La France a annulé, le 13 décembre, le décret ministériel de 2020 autorisant l’extradition de François Compaoré, frère de l’ancien président Blaise Compaoré, vers le Burkina Faso, où il est accusé de l’assassinat, en 1998, d’un journaliste, a appris l’Agence France-Presse, jeudi 21 décembre, auprès de la chancellerie.
L’abrogation de l’extradition de M. Compaoré est « intervenue à la suite de l’arrêt de la CEDH [Cour européenne des droits de l’homme] du 7 septembre 2023 qui a conclu à la violation de l’article 3 en cas d’extradition du requérant vers le Burkina Faso », résume le ministère de la justice. Cet article de la Convention européenne des droits de l’homme stipule que « nul ne peut être soumis à la torture ni à des peines ou [à des] traitements inhumains ou dégradants ».

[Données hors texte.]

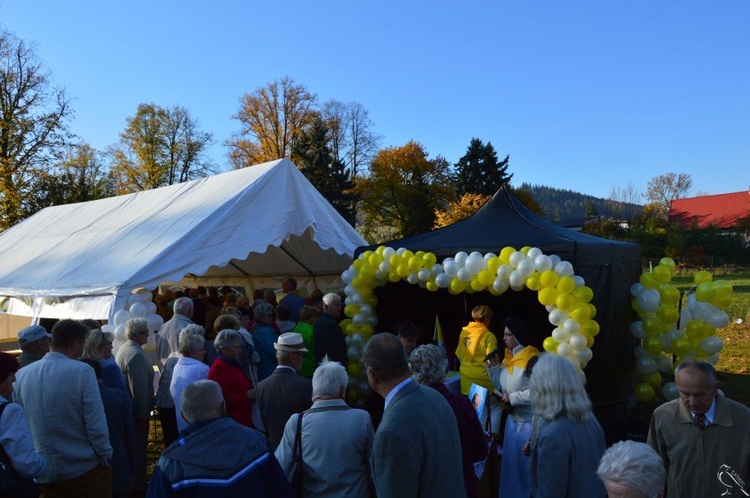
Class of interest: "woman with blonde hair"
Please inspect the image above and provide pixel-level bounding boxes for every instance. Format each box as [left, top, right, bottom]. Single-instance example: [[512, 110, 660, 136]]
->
[[81, 329, 127, 392], [456, 304, 500, 434], [529, 354, 607, 498]]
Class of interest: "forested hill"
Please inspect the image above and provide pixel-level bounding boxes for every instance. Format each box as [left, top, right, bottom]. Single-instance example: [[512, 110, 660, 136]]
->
[[520, 183, 640, 221]]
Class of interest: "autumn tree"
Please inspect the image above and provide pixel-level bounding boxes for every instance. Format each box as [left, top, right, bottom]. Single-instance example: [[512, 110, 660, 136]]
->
[[355, 141, 455, 241], [110, 104, 215, 193], [646, 172, 693, 218], [322, 100, 381, 179], [226, 76, 319, 169], [455, 138, 513, 196], [292, 118, 356, 226], [30, 144, 115, 209], [0, 28, 72, 229]]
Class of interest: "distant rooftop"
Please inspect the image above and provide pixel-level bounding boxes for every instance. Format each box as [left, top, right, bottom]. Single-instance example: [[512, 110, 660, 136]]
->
[[669, 190, 750, 228]]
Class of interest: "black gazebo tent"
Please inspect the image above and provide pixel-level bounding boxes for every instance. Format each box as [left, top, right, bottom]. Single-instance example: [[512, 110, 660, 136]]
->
[[362, 187, 641, 439]]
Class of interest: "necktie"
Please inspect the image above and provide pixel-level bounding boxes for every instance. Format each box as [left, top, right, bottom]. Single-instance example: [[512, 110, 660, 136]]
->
[[695, 413, 706, 431]]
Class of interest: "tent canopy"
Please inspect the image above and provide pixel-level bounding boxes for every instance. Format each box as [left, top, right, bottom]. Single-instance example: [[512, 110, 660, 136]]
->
[[362, 187, 641, 440], [0, 159, 364, 319]]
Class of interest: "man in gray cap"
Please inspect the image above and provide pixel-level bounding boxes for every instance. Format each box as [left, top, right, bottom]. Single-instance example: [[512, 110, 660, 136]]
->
[[258, 332, 312, 451], [18, 325, 52, 367]]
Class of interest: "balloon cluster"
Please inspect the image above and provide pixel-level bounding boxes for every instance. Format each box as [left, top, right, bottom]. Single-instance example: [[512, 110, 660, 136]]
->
[[341, 246, 599, 398], [630, 258, 732, 401], [102, 289, 164, 352]]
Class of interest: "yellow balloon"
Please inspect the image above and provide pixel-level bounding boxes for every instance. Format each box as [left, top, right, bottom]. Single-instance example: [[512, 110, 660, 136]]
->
[[540, 270, 560, 287], [542, 337, 560, 353]]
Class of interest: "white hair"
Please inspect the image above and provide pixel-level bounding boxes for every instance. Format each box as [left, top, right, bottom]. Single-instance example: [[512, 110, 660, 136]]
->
[[180, 379, 224, 424], [596, 441, 667, 498], [313, 360, 349, 399], [125, 317, 148, 339]]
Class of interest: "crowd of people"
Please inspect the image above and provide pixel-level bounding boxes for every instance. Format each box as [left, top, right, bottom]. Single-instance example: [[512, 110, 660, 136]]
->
[[0, 292, 750, 498]]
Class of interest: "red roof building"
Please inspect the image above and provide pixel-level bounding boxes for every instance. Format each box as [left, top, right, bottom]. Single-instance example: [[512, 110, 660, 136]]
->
[[669, 190, 750, 229]]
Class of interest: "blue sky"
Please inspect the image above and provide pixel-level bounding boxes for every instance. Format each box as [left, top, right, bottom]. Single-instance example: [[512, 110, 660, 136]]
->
[[0, 0, 750, 197]]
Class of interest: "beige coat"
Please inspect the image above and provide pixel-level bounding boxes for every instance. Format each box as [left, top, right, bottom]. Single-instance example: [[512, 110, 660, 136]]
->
[[648, 395, 750, 498]]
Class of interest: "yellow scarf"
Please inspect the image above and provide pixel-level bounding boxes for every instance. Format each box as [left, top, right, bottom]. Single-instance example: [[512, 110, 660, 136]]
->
[[503, 346, 539, 374], [456, 322, 490, 361]]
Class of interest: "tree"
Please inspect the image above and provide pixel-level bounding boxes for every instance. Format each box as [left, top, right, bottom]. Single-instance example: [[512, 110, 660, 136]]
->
[[434, 194, 490, 228], [646, 172, 693, 218], [355, 141, 455, 241], [0, 28, 72, 229], [110, 104, 215, 193], [456, 138, 513, 196], [292, 118, 356, 226], [33, 144, 115, 209], [323, 100, 381, 179], [226, 76, 319, 169]]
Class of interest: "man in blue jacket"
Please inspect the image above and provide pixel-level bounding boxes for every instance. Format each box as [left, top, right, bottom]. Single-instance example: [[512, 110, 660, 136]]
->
[[146, 380, 293, 498]]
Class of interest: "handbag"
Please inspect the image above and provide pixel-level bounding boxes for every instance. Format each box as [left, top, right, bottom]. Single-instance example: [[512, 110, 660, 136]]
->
[[0, 403, 39, 498], [291, 412, 305, 498]]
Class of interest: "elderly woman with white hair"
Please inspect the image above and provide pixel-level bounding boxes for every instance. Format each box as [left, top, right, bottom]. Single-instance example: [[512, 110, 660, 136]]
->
[[250, 302, 279, 382], [165, 325, 208, 432], [596, 441, 667, 498], [529, 354, 607, 498], [207, 329, 256, 427], [409, 344, 487, 498]]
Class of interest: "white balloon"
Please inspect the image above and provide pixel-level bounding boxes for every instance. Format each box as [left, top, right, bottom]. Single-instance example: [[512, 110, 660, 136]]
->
[[562, 318, 581, 335], [497, 265, 513, 280], [516, 258, 536, 278], [557, 342, 576, 358], [113, 310, 132, 327], [526, 247, 542, 259], [661, 382, 680, 401], [636, 355, 659, 375], [534, 254, 552, 273], [146, 313, 164, 332], [552, 327, 571, 344], [508, 251, 526, 268], [115, 325, 127, 342], [435, 273, 453, 289], [129, 303, 146, 318], [555, 261, 575, 277], [492, 277, 510, 294], [443, 258, 459, 278], [456, 268, 472, 282], [630, 320, 647, 339], [464, 252, 487, 275], [548, 307, 570, 326], [508, 270, 526, 289]]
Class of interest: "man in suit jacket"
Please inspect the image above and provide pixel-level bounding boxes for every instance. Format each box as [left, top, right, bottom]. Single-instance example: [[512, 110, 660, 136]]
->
[[257, 332, 312, 451], [313, 292, 348, 366], [362, 333, 466, 498], [116, 318, 154, 492]]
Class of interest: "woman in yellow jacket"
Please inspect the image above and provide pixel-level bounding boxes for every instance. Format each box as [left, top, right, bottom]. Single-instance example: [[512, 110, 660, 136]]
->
[[456, 304, 500, 433]]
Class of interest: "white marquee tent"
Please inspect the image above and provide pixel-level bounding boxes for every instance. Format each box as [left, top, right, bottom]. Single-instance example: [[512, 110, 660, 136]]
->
[[0, 159, 365, 326]]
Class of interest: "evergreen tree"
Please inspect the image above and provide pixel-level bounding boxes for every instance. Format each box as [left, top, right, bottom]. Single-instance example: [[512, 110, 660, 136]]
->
[[292, 118, 356, 226], [456, 138, 513, 198]]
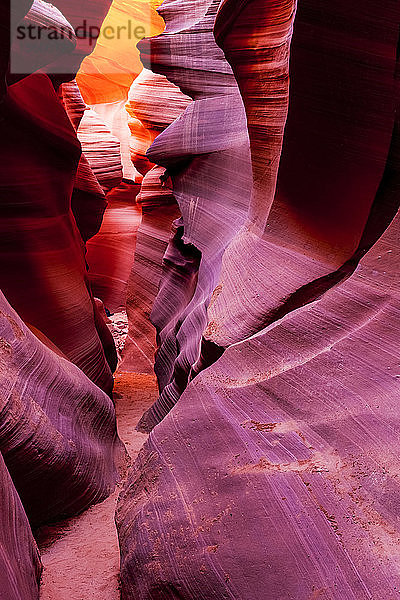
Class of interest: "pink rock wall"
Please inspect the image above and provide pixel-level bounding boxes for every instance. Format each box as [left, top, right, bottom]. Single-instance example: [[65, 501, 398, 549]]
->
[[117, 1, 400, 600], [117, 120, 400, 600], [0, 288, 119, 525], [139, 2, 251, 429], [0, 452, 41, 600]]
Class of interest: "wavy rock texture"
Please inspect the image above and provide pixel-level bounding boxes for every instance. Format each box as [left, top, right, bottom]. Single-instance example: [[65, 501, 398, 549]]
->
[[0, 74, 115, 392], [86, 180, 141, 313], [0, 288, 118, 524], [77, 0, 164, 104], [117, 0, 400, 600], [117, 120, 400, 600], [0, 452, 41, 600], [205, 0, 399, 347], [139, 1, 251, 430], [59, 81, 107, 242], [121, 69, 191, 373]]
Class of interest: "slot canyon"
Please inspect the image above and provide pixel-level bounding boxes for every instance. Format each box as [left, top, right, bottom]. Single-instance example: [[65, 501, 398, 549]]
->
[[0, 0, 400, 600]]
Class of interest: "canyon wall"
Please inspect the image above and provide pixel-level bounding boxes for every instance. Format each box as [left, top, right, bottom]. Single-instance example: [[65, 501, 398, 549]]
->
[[117, 0, 400, 600]]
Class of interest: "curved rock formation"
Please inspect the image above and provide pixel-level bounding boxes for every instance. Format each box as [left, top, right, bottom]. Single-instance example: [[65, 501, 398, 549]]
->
[[0, 452, 41, 600], [117, 135, 400, 600], [117, 0, 400, 600], [77, 0, 164, 104], [121, 69, 191, 373], [205, 0, 399, 347], [0, 74, 114, 392], [86, 180, 141, 313], [0, 288, 118, 525], [139, 0, 251, 430]]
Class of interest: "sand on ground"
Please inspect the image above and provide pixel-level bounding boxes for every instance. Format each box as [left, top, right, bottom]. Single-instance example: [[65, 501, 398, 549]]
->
[[37, 372, 158, 600]]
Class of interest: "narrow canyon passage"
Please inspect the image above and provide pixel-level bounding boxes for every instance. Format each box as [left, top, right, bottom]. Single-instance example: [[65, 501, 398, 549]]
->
[[0, 0, 400, 600], [37, 372, 157, 600]]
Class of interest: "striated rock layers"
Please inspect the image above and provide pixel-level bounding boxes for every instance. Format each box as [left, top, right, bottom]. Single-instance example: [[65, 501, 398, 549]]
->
[[117, 119, 400, 600], [0, 452, 41, 600], [117, 0, 400, 600], [121, 69, 191, 373], [0, 74, 114, 392], [0, 5, 120, 600], [0, 288, 118, 525], [135, 0, 398, 429], [139, 0, 251, 430]]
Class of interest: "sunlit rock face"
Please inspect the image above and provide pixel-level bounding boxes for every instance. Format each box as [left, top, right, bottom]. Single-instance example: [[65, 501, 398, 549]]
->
[[0, 74, 112, 391], [0, 452, 41, 600], [139, 1, 251, 429], [117, 0, 400, 600], [121, 69, 191, 373], [77, 0, 164, 104], [86, 181, 141, 313], [0, 295, 118, 525], [117, 125, 400, 600]]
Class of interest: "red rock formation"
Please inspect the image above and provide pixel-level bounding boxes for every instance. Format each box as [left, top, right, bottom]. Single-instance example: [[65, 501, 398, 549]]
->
[[117, 126, 400, 600], [86, 180, 141, 313], [0, 452, 41, 600], [139, 1, 251, 429], [117, 0, 400, 600], [121, 69, 190, 373], [0, 74, 113, 391], [205, 0, 398, 347], [0, 288, 118, 524]]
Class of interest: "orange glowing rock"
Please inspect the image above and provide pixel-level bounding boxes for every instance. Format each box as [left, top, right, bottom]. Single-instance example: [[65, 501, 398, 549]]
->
[[77, 0, 164, 104]]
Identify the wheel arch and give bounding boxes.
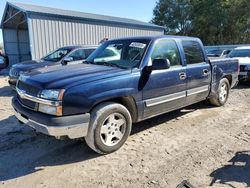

Le décret d’abrogation, signé par la première ministre, Elisabeth Borne, est un acte rare.
Les avocats de M. Compaoré, Mes Clara Gérard-Rodriguez et Pierre-Olivier Sur, n’ont pas souhaité s’exprimer suite à cette décision.
François Compaoré, frère cadet de l’ex-président (1987-2014) et l’un de ses proches conseillers, est poursuivi au Burkina Faso pour l’assassinat du journaliste d’investigation Norbert Zongo et de trois hommes qui l’accompagnaient, le 13 décembre 1998. Il avait été arrêté le 29 octobre 2017 à l’aéroport de Roissy en exécution d’un mandat d’arrêt international lancé par Ouagadougou.
« Le contexte a changé »
Le Burkina Faso avait réclamé à la France son extradition, assurant par la suite que, même s’il était condamné à mort, la peine ne serait pas mise à exécution. Remis en liberté sous contrôle judiciaire le 30 octobre 2017, M. Compaoré, qui vit en France, a multiplié les recours.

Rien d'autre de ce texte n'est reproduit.